気付けば日が沈むまでやっていたので、二、三十分ほど前にお開きになったはずなのだが――――
「えぇ~、どうしてそんな酷いこと言うのぉ~」
詩葉は今も奏斗のベッドにうつ伏せになった状態でスマホを触っている。
そこからまったく動く気配がない。
「酷いってお前……」
奏斗は頬を指で掻きながら詩葉を見やる。
本人は気付いていないのか、制服のプリーツスカートが少し捲れ上がっていた。
下着までは見えないものの、普段隠されているはずの白い太腿が惜しげもなく晒されている。
いくら幼馴染とはいえ、無防備がすぎる。
これでは流石に奏斗も居たたまれない。
(もうちょっと恥じらいをだな……)
奏斗はため息交じりに言う。
「いや、今日ウチ父さんも母さんも帰り遅いからさ……」
「えっ?」
「おいやめろ。そこで顔を赤くするな」
そういう意味じゃねぇよ、と奏斗は呆れる。
「いくら幼馴染でも、年頃の男女がこんな時間に一つ屋根の下で二人っきりってのは良くないだろって話。それに、お前の親も心配して――」
「――あっ、今お母さんから『泊ってくる?』ってメッセージ来た」
「おばさぁあああああんッ!?」
そうだ詩葉の母親はそういう人だった、と奏斗は頭を抱えた。
奏斗と詩葉は家が向かいで、両親同士も昔から仲が良い。
家族ぐるみで信頼関係が生まれているのだ。
(いや、それは良いことかもしれないけどさぁ……!?)
詩葉は主人公と結ばれるべきだ、と奏斗は思っている。
自分はあくまでそのサポート。
しかし、詩葉が奏斗にとって最推しヒロインであることには変わりない。
そんな相手と二人きりの状況。
それもこんなに無防備にされると、一応健全な男子である奏斗にとってはキツイものがあった。

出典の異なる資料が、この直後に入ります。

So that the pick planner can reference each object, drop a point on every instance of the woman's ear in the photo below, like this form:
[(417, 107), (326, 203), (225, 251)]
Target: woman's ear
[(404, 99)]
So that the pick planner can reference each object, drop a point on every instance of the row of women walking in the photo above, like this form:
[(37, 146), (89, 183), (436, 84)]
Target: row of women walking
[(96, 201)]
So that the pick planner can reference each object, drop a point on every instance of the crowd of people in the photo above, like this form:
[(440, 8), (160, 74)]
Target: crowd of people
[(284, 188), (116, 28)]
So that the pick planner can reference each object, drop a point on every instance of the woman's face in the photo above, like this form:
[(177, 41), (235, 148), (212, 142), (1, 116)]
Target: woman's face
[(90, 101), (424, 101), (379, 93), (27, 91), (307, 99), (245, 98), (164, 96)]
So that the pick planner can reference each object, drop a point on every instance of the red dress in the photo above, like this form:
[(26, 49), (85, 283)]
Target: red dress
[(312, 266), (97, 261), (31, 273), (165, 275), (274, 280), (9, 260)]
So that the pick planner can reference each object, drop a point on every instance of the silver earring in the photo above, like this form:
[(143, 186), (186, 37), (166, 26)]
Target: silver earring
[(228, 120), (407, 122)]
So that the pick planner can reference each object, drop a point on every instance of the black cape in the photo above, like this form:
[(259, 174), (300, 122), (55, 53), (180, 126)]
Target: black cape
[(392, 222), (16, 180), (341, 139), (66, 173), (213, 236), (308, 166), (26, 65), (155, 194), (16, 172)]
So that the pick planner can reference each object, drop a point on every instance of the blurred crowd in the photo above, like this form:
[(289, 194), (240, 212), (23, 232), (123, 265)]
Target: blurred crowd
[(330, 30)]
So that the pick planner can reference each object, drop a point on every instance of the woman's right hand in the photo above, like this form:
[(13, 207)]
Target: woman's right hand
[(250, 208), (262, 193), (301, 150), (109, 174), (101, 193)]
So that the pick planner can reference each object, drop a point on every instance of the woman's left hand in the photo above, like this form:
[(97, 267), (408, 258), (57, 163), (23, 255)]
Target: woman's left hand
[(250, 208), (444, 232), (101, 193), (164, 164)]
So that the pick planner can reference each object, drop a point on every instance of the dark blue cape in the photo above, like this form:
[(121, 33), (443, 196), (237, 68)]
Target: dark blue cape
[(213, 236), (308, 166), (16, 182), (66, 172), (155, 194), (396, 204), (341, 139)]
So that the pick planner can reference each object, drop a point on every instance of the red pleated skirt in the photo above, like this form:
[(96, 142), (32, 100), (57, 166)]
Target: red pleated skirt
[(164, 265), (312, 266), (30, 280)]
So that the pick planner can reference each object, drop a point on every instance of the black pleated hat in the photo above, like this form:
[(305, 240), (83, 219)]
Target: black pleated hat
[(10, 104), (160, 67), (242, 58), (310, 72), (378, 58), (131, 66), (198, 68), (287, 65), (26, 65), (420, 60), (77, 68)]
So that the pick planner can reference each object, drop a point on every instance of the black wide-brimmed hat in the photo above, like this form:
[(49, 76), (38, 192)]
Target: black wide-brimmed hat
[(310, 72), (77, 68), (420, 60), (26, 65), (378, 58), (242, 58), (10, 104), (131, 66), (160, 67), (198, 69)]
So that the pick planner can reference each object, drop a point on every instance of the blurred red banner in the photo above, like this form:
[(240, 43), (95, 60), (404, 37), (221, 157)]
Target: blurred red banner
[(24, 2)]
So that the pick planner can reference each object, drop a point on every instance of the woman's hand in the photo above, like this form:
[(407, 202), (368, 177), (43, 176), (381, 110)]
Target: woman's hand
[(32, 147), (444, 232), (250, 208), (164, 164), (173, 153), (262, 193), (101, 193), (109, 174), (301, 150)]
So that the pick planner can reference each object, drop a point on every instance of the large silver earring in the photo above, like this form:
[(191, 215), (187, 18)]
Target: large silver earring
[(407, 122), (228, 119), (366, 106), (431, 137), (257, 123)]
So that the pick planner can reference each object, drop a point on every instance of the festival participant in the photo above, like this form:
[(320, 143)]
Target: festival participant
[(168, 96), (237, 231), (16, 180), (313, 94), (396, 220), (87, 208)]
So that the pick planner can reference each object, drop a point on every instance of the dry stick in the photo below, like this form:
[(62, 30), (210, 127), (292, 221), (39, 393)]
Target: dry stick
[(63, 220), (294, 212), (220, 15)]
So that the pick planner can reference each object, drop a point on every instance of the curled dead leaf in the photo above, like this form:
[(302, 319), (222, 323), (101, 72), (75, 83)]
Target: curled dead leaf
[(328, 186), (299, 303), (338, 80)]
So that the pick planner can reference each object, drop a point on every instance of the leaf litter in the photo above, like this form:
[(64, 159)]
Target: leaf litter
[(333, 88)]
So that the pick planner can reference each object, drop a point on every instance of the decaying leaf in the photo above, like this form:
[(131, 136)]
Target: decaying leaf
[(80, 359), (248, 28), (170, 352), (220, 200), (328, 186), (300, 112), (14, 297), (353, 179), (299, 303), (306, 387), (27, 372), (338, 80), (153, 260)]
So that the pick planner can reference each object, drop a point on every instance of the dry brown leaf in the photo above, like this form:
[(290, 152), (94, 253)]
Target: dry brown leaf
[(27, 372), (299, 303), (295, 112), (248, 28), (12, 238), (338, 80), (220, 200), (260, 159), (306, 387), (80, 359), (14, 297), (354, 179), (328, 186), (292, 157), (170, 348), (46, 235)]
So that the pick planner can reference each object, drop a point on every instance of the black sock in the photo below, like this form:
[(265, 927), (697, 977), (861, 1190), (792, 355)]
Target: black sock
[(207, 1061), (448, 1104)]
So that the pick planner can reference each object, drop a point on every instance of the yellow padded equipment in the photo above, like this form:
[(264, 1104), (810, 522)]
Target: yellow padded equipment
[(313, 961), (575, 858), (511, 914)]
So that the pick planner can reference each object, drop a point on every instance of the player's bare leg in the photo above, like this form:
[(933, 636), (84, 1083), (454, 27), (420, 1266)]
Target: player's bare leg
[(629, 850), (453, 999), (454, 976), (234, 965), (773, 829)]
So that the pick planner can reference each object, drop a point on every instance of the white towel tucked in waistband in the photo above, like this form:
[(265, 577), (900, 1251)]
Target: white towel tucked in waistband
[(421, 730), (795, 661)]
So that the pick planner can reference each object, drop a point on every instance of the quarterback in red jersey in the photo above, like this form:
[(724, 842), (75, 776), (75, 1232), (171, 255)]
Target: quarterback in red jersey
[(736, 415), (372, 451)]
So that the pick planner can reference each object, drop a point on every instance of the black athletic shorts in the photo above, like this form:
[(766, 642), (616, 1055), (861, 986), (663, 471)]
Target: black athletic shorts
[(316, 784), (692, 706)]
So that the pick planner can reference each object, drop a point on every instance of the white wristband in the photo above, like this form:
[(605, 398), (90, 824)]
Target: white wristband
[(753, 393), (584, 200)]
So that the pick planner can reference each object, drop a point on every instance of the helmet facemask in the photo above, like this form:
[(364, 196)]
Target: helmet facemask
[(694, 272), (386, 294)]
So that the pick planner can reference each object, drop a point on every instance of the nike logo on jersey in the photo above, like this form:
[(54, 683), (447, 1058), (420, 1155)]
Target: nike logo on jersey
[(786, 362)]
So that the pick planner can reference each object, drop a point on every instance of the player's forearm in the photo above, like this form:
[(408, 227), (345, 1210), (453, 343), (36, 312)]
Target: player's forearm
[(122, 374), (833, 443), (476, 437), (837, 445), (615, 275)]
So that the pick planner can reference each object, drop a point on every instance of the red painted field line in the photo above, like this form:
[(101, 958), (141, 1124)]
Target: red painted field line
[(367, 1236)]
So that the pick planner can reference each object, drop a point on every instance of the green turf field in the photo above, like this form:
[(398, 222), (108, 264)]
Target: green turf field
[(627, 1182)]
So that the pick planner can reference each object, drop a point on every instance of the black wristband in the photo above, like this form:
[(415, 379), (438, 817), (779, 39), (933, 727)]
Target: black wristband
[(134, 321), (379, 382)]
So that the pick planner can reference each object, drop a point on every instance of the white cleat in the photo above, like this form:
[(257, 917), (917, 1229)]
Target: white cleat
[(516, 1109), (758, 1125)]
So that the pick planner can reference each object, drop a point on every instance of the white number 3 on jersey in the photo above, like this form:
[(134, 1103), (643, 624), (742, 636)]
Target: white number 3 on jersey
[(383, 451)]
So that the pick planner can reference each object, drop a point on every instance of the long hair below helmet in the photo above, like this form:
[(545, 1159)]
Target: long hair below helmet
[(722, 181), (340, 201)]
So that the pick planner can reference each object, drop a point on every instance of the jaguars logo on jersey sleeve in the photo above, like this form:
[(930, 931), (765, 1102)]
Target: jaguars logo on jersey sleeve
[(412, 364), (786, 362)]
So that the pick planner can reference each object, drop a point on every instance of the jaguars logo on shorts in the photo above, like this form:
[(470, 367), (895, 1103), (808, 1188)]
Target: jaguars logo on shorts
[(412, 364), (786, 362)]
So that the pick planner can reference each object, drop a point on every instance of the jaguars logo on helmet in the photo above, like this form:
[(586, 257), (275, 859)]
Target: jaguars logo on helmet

「ったく、おばさんも何言ってんだよ……小さい頃ならともかく、俺達もう中三だぞ……」
「あはは、お母さんったら何言ってるんだろうね」
「だ、だよな。流石にお前もこれはおかしいって思う――」
「――私、泊まりの準備とかしてきてないのにね~?」
「違うそこじゃない! 絶対にそこじゃないよなっ!?」
ダメだこりゃ、と奏斗は大きなため息と共に床に座り込んだ。